Sensei Warren, our regular martial arts instructor, came in late. After telling him my tale of tingling feet I got a marginally better prognosis: “You’ve got diabetic neuropathy. No doubt about it. You’re going to lose your feet.” And I don’t even have diabetes.
Now, I know both Dennis and Warren care a lot about me. They demonstrated their manly concern by telling me that I’m either going to die or lose my feet. If one of them had given me a big hug and said “Don’t worry, everything is going to be all right,” I would have begun to worry that he had a brain tumor.
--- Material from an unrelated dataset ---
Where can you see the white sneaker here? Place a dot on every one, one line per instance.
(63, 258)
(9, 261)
If I want sympathy, I’ll tell my troubles to my wife. From my marital arts buddies I get camaraderie and support that isn’t expressed in words. Dennis taught the class that evening. He started off by saying, “Let’s work on kicks tonight since your feet are giving you a problem.”
Which is what we did. For almost an hour. The unspoken message was, “Your feet are OK. Suck it up. This is no big deal.” That’s pretty much what the doctor said the next day: “Your feet look fine; I’ll do a blood test anyway; call me in a month if you’re not better.”
I'm sharing this anecdote because it points to a seeming fact: men are more comfortable with the rough-and-tumble of online communications because they're more used to joking around with each other in some rough ways.
This is fine.
But I worry when a woman shares something on this blog, then gets attacked in an intense fashion. Mostly or entirely by men. That's when I feel protective toward the woman, since I feel responsible for providing a safe space for people to share their ideas without feeling like they're in some sort of danger.
Well, those are my thoughts for tonight. Thanks for listening. I'll get back to a regular Church of the Churchless blog post soon.